Allowing IT/ITeS services as part of the permitted activities from April 20, the MHA circular noted, “These limited exemptions will be operationalised by states/UTs/district administrations based on strict compliance to existing guidelines. Also, before allowing these select additional activities, states/UTs/district administrations shall ensure that all preparatory arrangements with regard to the standard operating procedures (SOPs) for social distancing in offices, workplaces, factories and establishments, as also other sectoral requirements are in place.”
Responding to the measure, industry body National Association of Software and Services Companies
(Nasscom) said, “Good to see the MHA directive stating that 50 per cent of IT sector
can go back to working form offices. Our back-to-work guidance to the industry would be a phased approach (15-20 per cent workforce in Phase 1) with stringent safety measures in place.”
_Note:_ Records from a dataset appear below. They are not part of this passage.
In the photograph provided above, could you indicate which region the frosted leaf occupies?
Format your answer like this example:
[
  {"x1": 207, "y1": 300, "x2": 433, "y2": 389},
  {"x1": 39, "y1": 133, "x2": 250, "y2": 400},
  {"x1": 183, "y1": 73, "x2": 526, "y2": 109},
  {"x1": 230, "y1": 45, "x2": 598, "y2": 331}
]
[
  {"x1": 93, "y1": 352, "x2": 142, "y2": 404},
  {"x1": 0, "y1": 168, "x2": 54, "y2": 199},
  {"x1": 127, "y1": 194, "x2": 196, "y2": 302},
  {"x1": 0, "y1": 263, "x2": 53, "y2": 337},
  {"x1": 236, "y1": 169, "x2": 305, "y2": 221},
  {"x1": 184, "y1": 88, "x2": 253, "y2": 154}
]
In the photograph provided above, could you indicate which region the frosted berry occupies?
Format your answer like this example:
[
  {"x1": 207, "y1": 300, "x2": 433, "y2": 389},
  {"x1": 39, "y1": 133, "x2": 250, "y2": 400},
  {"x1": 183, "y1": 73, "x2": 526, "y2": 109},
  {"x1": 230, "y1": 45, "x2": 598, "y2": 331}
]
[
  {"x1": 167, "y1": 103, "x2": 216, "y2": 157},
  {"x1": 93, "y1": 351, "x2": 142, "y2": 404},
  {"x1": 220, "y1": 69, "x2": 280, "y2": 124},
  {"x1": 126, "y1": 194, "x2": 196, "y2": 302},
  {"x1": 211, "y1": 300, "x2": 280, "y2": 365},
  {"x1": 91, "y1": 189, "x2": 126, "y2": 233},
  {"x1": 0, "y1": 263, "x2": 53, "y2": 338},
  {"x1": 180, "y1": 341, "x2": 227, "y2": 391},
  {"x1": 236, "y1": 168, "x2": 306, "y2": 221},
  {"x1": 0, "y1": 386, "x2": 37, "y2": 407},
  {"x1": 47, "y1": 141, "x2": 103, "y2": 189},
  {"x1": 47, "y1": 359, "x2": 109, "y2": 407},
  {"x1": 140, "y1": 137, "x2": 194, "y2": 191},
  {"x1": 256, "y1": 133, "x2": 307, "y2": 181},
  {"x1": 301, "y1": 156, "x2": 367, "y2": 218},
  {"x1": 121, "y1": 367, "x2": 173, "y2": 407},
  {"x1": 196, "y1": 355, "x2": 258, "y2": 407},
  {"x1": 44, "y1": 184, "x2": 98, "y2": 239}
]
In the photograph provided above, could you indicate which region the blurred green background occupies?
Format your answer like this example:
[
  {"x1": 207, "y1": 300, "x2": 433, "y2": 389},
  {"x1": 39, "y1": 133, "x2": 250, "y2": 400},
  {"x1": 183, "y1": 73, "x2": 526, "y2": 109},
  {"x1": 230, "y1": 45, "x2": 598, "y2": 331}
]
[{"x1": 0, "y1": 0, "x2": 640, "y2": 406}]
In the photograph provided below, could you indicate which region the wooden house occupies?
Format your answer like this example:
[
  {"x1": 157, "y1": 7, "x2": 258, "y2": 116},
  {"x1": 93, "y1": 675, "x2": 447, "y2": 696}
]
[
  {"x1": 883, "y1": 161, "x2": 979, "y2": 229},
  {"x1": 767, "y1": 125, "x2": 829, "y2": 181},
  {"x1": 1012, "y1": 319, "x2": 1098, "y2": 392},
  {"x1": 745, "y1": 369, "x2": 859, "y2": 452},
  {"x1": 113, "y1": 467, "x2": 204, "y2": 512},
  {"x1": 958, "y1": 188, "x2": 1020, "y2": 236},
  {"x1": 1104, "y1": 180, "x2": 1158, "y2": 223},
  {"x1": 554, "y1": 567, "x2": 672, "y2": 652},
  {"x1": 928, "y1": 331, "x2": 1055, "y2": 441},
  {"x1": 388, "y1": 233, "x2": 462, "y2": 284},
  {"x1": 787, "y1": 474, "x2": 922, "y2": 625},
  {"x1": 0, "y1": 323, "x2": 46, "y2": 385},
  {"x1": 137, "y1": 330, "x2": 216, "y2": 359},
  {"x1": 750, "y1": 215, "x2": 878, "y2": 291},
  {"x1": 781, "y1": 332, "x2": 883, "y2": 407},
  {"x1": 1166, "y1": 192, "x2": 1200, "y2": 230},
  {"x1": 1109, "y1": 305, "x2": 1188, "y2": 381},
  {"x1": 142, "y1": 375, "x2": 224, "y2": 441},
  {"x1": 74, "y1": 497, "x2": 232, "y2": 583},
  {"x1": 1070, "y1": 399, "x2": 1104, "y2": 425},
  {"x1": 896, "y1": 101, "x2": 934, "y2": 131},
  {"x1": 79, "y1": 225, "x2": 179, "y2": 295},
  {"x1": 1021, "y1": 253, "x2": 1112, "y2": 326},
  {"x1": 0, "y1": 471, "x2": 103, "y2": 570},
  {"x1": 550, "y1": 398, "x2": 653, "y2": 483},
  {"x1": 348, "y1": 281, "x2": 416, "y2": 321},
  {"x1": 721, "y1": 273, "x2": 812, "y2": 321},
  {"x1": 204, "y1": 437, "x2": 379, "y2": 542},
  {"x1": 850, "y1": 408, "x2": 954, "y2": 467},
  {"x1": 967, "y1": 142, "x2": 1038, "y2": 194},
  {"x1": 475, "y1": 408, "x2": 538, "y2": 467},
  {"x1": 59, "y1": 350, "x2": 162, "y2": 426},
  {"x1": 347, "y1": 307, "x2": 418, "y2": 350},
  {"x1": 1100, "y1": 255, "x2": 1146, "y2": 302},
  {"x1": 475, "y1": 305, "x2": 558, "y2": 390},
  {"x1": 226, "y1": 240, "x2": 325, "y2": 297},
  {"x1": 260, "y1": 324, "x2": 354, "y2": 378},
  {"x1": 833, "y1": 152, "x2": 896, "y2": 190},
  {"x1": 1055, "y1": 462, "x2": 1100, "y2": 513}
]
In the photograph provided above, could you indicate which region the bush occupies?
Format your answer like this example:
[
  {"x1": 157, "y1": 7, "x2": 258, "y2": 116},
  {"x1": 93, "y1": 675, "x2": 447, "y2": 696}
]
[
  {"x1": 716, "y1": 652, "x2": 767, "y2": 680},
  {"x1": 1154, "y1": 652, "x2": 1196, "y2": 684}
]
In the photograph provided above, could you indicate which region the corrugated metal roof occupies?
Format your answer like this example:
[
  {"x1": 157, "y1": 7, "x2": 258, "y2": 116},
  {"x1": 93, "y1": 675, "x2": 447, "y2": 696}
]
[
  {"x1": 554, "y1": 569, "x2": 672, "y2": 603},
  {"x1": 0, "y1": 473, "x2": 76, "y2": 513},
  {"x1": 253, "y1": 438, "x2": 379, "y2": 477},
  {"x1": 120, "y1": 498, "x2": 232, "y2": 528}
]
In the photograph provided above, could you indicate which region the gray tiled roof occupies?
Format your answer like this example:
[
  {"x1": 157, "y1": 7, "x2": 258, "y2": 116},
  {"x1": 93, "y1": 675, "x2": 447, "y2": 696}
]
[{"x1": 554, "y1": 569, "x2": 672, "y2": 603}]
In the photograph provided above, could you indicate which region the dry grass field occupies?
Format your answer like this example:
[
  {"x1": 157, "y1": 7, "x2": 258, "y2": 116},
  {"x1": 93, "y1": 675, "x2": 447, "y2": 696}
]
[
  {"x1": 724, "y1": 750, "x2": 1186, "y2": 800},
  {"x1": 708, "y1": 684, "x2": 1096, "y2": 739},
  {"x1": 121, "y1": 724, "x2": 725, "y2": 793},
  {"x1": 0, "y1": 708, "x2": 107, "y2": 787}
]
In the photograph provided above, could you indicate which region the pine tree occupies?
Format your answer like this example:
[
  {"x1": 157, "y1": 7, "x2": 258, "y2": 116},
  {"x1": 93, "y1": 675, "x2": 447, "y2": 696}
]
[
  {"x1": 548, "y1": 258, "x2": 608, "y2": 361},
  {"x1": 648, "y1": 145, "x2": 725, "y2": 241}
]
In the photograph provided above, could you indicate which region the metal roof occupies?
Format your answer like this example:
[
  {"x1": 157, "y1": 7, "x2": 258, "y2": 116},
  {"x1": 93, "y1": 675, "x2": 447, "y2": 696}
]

India's $191 billion IT industry employs over 4.3 million people, and has largely managed to service its clients during the pandemic, with nearly 90 per cent of the workforce working from home.
Most of the companies
do not want to take the risk of bringing their employees back to the campus in sizable numbers, because the fear of catching the novel coronavirus
IT major Infosys is learnt to be planning to allow employees working from the campuses in a gradual and staggered manner.
Infosys, Wipro, Tech Mahindra, and several other companies have already shipped desktop computers to many of the employees who have not been provided with laptops, to enable them work from them. They don't want to bring all those systems back to the campus as part of their business continuity plan. Also, these companies are taking several measures like increasing the gap between cubicles, managing common areas to avoid crowding and completely doing away with biometric fingerprint-based attendance systems.
Nasscom president Debjani Ghosh said in a tweet on Wednesday that until a vaccine to treat Covid-19 is invented and made readily available, businesses would have to learn to coexist with the virus, and, hence, opening up the industry in a staggered way is the best thing to do.
Most IT and business process management companies have started thinking of a post-Covid world, and a majority agree that things will not go back to being the way they were before the pandemic.
"This pandemic represents a catalyst for digital transformation. In a post Covid-19 landscape, working from home agents will be a regular delivery option — indeed, it is possible that 10-40 per cent of all work will be done through remote working. The automation of processes, and the digitalization of customer experience, will continue to accelerate,” said Bhupender Singh, President of Group Transformation at BPM firm Teleperformance.
Most measures that have been put in place during the pandemic are also likely to continue. “Unlike conventional warfare, the enemy here is unseen, and so we will have to continue to drive stringent preventive measures such as social distancing, work from home, harnessing the power of digital/AI and effectively integrating multiple customer experience channels to ensure business continuity,” said Rajiv Ahuja, president at Startek.
A recent research by Avasant also said the pandemic will bring in long-term changes in the IT industry. These include remote delivery, savings in travel expenses and possible improvement in productivity, increased offshore work, restructuring of contracts, and new compensation structures with IT clients.